Copa só pelo rádio do carro

Improviso. Na calçada do bairro Jequiá, Sérgio Murilo (centro) e amigos acompanham jogo

, O Estado de S.Paulo

26 de junho de 2010 | 00h00

Jogadores do Brasil e de Portugal já cantam os hinos antes da terceira partida da seleção na Copa do Mundo. Nas ruas de Água Preta, cidade vizinha a Palmares, a população anda com carrinhos de mão, sacos de alimentos, caminhões de água e tratores, em uma rotina que se manteve ao longo de toda a semana. A tragédia ainda é recente demais para animar o cotidiano da população que precisa reconstruir a cidade.

O desinteresse não significa que os habitantes de Água Preta não gostam de futebol - os enfeites de bandeirinhas verde e amarelas pendurados ao longo de toda a rua principal da cidade contrariam a suposição.
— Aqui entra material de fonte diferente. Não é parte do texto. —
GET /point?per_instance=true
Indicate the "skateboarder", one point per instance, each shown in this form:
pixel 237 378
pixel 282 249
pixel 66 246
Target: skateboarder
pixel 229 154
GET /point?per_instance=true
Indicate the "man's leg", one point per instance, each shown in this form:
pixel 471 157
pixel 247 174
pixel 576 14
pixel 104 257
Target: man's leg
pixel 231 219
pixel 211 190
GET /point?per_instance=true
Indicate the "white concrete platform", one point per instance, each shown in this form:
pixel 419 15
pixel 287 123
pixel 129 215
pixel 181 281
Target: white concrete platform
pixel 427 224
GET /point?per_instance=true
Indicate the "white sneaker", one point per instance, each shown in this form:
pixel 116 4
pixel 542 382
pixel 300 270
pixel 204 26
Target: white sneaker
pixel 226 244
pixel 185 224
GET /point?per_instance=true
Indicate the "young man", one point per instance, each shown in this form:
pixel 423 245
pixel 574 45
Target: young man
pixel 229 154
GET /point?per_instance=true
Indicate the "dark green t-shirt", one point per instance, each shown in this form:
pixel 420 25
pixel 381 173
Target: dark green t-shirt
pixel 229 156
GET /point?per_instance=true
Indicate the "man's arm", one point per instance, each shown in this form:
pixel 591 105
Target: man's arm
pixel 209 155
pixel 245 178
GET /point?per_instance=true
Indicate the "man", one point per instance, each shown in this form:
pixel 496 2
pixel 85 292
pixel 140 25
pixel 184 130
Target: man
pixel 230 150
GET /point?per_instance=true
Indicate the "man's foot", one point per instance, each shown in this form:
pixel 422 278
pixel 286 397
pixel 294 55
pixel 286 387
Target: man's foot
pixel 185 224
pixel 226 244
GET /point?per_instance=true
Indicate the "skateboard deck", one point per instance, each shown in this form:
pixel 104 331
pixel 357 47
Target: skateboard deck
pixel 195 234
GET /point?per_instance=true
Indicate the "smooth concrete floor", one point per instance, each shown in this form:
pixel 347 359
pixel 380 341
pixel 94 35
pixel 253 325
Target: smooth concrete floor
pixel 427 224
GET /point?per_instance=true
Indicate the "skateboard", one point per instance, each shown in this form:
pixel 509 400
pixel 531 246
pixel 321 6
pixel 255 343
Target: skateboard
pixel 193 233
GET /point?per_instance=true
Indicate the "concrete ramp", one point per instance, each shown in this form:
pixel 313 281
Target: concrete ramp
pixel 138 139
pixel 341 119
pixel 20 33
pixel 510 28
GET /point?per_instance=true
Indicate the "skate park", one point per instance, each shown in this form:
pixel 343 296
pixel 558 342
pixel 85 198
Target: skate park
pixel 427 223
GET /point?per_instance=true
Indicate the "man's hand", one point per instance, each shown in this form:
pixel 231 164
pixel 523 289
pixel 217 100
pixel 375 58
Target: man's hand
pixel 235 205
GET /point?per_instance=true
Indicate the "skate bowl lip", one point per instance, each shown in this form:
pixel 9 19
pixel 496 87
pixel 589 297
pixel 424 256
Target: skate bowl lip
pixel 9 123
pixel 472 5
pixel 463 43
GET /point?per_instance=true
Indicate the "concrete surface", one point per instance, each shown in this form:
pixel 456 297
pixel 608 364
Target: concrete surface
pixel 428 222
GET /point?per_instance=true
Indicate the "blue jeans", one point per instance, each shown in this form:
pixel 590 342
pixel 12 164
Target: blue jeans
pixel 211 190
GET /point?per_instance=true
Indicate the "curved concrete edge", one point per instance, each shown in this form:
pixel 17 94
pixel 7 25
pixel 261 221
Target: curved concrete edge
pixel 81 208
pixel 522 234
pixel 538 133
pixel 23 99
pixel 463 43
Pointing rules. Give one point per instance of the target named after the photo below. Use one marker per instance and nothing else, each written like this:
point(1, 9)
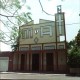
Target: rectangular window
point(49, 47)
point(27, 33)
point(24, 48)
point(61, 47)
point(36, 48)
point(46, 30)
point(23, 34)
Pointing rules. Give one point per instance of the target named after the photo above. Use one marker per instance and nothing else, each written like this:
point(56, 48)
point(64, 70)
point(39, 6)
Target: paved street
point(36, 76)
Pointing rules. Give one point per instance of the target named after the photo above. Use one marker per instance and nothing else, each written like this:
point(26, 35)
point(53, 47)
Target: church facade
point(42, 46)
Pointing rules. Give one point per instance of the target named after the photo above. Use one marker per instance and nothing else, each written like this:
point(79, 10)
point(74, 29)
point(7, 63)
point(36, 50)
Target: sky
point(70, 7)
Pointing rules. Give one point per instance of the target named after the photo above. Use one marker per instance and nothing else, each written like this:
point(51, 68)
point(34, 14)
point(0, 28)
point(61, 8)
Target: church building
point(42, 46)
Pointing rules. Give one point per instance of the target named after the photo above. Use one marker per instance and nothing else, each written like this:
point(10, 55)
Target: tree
point(12, 17)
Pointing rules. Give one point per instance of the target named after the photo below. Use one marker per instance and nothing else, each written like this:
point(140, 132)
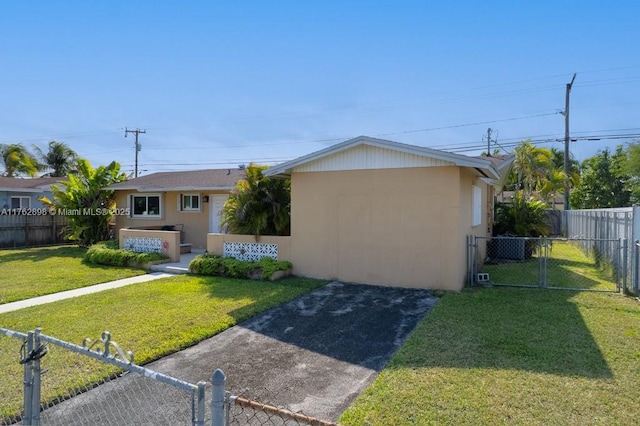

A torcida, porém, esbarra em problemas estruturais: boa parte do município ainda não tem energia elétrica. Um bar e um posto de gasolina na BR-101, além de um hotel na parte alta da cidade, foram os três pontos de reunião daqueles que queriam ver o jogo.

A festa pela seleção começou animada, antes das enchentes, no jogo entre Brasil e Coreia do Norte. A partida contra Costa do Marfim, contudo, não foi vista por ninguém, já que no domingo toda a cidade estava sob as águas. Depois que a enchente baixou, no começo da semana passada, duas escolas haviam sido destruídas, além de dois bairros inteiros, onde viviam mais de 300 famílias. A vida parecia de cabeça para baixo, com postes e fiação no chão e canos de esgoto para fora das ruas. No jogo de ontem, a Copa ficou de vez em segundo plano.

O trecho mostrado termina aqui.